Details on the administration’s plan remain vague — Homan said officials were still deciding whether ICE agents would be assisting with passenger screening and that he did not know yet how many federal officers or airports would be impacted by the changes. “That‘s going based on discussions we‘re having today,” he said.
NEWS: White House Border Czar Tom Homan confirms President Trump will send ICE agents into airports across the country tomorrow. "We'll have a plan by the end of today what airports we're starting with and where we're sending them," Homan tells @DanaBashCNN. pic.twitter.com/Ue2VNlpKw6
— State of the Union (@CNNSOTU) March 22, 2026
When asked if the ICE agents would also be conducting immigration enforcement while helping TSA, Homan replied, “We do immigration enforcement at airports all the time. It’s not going to change.”
Transportation Secretary Sean Duffy said Sunday morning that the move was intended to remove Democrats’ leverage — long airport lines — while DHS funding talks proceed.
“TSA agents are law enforcement.
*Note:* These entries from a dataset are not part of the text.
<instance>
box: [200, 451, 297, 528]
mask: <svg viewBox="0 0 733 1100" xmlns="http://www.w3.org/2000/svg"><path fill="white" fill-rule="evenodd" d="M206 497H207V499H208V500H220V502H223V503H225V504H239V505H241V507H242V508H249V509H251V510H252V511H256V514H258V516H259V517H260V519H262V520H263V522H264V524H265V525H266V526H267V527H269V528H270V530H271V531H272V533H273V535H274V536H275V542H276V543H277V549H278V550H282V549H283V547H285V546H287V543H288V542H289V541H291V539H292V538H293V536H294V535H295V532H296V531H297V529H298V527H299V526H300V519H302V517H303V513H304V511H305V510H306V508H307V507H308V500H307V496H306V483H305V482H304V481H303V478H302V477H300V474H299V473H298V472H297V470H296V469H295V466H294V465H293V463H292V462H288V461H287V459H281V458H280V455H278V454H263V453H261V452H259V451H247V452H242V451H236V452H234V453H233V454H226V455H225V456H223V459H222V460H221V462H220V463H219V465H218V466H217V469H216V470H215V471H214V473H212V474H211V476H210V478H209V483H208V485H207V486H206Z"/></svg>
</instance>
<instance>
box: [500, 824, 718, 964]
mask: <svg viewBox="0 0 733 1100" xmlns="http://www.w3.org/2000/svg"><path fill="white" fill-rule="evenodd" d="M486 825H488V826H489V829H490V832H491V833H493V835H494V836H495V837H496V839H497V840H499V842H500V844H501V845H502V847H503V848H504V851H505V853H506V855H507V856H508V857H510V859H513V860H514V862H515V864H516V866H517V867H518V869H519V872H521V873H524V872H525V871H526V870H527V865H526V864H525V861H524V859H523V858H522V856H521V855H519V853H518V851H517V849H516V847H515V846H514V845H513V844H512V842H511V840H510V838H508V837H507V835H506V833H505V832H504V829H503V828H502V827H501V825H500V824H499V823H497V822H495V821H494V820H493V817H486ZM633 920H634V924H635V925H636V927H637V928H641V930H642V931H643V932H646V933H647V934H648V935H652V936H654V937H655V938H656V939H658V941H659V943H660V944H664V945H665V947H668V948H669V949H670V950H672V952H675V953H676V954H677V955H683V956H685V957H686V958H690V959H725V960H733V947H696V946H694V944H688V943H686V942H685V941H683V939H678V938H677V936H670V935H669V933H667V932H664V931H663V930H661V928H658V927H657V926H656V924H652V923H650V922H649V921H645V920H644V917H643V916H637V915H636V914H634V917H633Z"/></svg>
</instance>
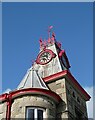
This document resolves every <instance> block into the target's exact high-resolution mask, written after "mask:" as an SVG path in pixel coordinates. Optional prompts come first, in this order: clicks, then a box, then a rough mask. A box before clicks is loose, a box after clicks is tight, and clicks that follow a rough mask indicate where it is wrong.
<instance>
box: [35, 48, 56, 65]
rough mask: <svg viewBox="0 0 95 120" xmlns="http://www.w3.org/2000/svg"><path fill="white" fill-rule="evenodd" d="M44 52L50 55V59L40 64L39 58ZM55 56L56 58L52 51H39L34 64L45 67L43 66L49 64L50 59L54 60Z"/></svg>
mask: <svg viewBox="0 0 95 120" xmlns="http://www.w3.org/2000/svg"><path fill="white" fill-rule="evenodd" d="M44 52H48V53H50V55H51V58H50V60H49V61H48V62H45V63H42V62H40V56H41V55H42V54H43V53H44ZM55 56H56V55H55V54H54V52H53V51H52V50H50V49H44V50H43V51H41V52H40V53H39V54H38V56H37V60H36V63H37V64H41V65H45V64H47V63H49V62H50V61H51V60H52V58H54V57H55Z"/></svg>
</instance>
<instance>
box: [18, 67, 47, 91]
mask: <svg viewBox="0 0 95 120" xmlns="http://www.w3.org/2000/svg"><path fill="white" fill-rule="evenodd" d="M25 88H42V89H48V88H47V86H46V84H45V83H44V81H43V80H42V78H41V77H40V76H39V74H38V71H37V66H36V67H31V68H30V69H28V71H27V73H26V75H25V76H24V78H23V79H22V81H21V82H20V84H19V85H18V87H17V90H19V89H25Z"/></svg>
They know how to pat people down, they know how to run the X-ray machines because they are under Homeland Security with TSA. So if we can bring in other assets and tools to assist TSA to get rid of these lines, I think that makes a lot of sense,” Duffy said.
Democrats bristled at the idea of immigration agents being reassigned to airports, suggesting that the changes would do little to ease ballooning wait times and make travelers less safe in the process.
“We’ve already seen how ICE conducts itself. These are untrained individuals when it comes to doing the current job that they have, for the most part, let alone deploying them in close exposure and highly sensitive situations at airports across the country,” House Minority Leader Hakeem Jeffries said on CNN’s “State of the Union.”
Transportation Sec. Duffy on the president’s proposed plan to bring ICE agents into airports amid the partial government shutdown: “If we can bring in other assets and tools to assist TSA to get rid of these lines, yeah, I think that makes a lot of sense.” https://t.co/IlIlKdrwgP pic.twitter.com/qixu73nlUC
— This Week (@ThisWeekABC) March 22, 2026
The president’s plan comes at a sensitive moment in the ongoing discussions over how to fund DHS, which has been shut down for over a month.
Democrats have proposed funding for all agencies other than ICE and Customs and Border Protection. Though Republicans initially balked at the offer, some Republican senators — particularly Sen. Ted Cruz — are warming to the idea of funding DHS’s non-immigration agencies while congressional leaders negotiate over immigration enforcement reforms.
On Saturday the Senate voted 41-49, largely along party lines, to kill a procedural measure championed by Minority Leader Chuck Schumer that would have funded TSA.
Rep. Kevin Kiley, a Republican who recently left the party to turn independent, told CNN that Trump’s plan to reassign immigration agents to airports is “a very temporary and not ideal solution.”
“I think there are common-sense reforms that both sides can support, but having an unfunded Department of Homeland Security at a moment when we have this heightened threat environment in the United States, it is absolutely unacceptable,” he said.